Inácio Araujo, por sua vez, dedicou crítica extensa e elogiosa na Folha de S.Paulo (25/10/22) ao filme de Murat, assinalando “uma radicalidade que começa na duplicidade de Simone, papel de Sol Miranda. Praticante do direito, trabalha na Defensoria Pública, dedicada a questões referentes à mulher. À noite, com sua webcam, ela se dedica a fazer shows de nudez”. Ainda segundo Araujo, “o próprio corpo se transforma em contato com seu meio de comunicação mais radical.

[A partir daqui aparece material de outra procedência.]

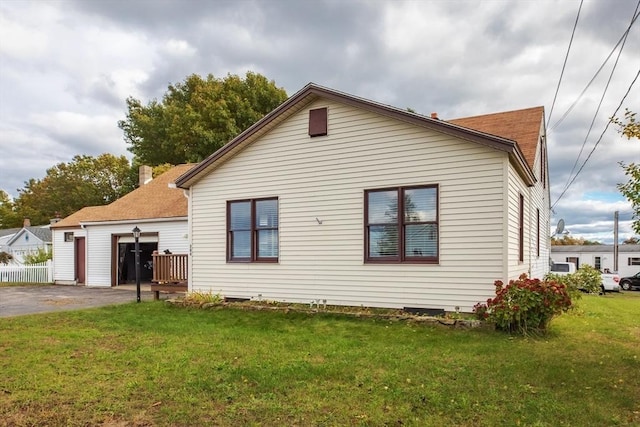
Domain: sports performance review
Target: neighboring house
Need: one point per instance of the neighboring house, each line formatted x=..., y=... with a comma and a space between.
x=6, y=235
x=26, y=240
x=335, y=198
x=94, y=246
x=600, y=256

Sol Miranda, de seu lado, afirmou, em entrevista dada na abertura do Festival do Rio, publicada no site AdoroCinema (11/10/22): “É uma dívida histórica que a gente tem na sociedade de maneira geral com as mulheres… Regra 34 vem trazendo uma pauta muito feminina a partir desse lugar, sobre a importância de a mulher ter liberdade nas suas escolhas. Algo que, nesse conservadorismo que a gente lida na sociedade, precisa muito também ser falado e ser reivindicado. Porque nós temos o direito ao desejo, o direito à liberdade.”

Além desses, não é preciso acrescentar outros comentários para situar a estreia do filme dirigido por Julia Murat, a partir do roteiro que ela escreveu com Gabriela Capello, Rafael Lessa e Roberto Winter, como um evento marcante.

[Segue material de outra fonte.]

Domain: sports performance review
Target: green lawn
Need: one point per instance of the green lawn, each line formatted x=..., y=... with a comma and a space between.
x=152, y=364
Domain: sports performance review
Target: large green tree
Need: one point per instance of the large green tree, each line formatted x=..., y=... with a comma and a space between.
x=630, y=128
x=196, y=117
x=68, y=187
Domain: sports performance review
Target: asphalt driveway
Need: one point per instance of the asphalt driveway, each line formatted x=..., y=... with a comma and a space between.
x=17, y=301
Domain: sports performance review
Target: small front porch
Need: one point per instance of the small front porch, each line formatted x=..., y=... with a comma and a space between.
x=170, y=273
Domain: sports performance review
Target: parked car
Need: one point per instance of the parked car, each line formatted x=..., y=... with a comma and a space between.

Curioso acaso leva Regra 34 a ser lançado entre nós duas semanas após Emily, de Frances O’Connor, comentado aqui há uma semana. Não obstante serem muito diferentes um do outro, ambos têm em comum protagonistas mulheres, além de também serem dirigidos por mulheres, assim como premissas correlatas, a de Emily sendo a defesa da liberdade de pensamento.

Regra 34 sobressai no panorama do cinema brasileiro recente por sua ousadia e contundência, qualidades notáveis às quais pode se somar o efeito ambivalente de perturbar a passividade costumeira do espectador – ele pode tanto ser motivado a refletir sobre o que se descortina diante dos seus olhos quanto se sentir na constrangedora posição de quem participa e aprecia demonstrações de erotismo explícito na internet ao ser  transformado em voyeur independente de sua vontade.

Se considerarmos a liberdade de escolha da mulher, associada a seu direito ao desejo, como as premissas centrais de Regra 34, além de reconhecer a atualidade e recorrência do tema, cabe indagar se essa liberdade e esse direito são irrestritos ou se têm um limite. Essa talvez seja a indagação central subjacente à trama do filme – ou seja, o livre arbítrio feminino, no caso, inclui arriscar a própria vida e a de eventuais parceiras e parceiros?

À crescente insatisfação de Simone com as aulas do curso para se tornar defensora pública e à sua constatação de que a justiça pode ter consequências trágicas quando a lei é aplicada ao pé da letra, correspondem práticas cada vez mais radicais em sua atividade na internet, a ponto de sua conta vir a ser “encerrada por violação de regras da comunidade”.

A princípio, Simone nega um pedido de asfixiofilia (“Asfixiar sozinha é perigoso. Não vai rolar”, ela diz). A decepção com a defensoria persiste, porém (“Às vezes eu acho que o que a gente está fazendo aqui não serve pra nada. Pra nada…”). Ela procura se informar sobre asfixia autoerótica com sua amiga Natalia (Isabela Mariotto), “fotógrafa de festa infantil de dia”, e também lendo a respeito. Em seguida passa a praticá-la, sozinha ou com Coyote (Lucas Andrade), seu amigo e colega na defensoria. O confronto final de Simone com Lucia (Lorena Comparato), sua amiga mais próxima, é exemplar quanto à personagem considerar que sua liberdade pessoal de escolha é ilimitada:

“Eu sou uma mulher adulta, Lucia. Se eu vou foder ou como vou foder isso é problema meu… Eu gosto. Me excita. Você sabe o que é isso? Tesão.”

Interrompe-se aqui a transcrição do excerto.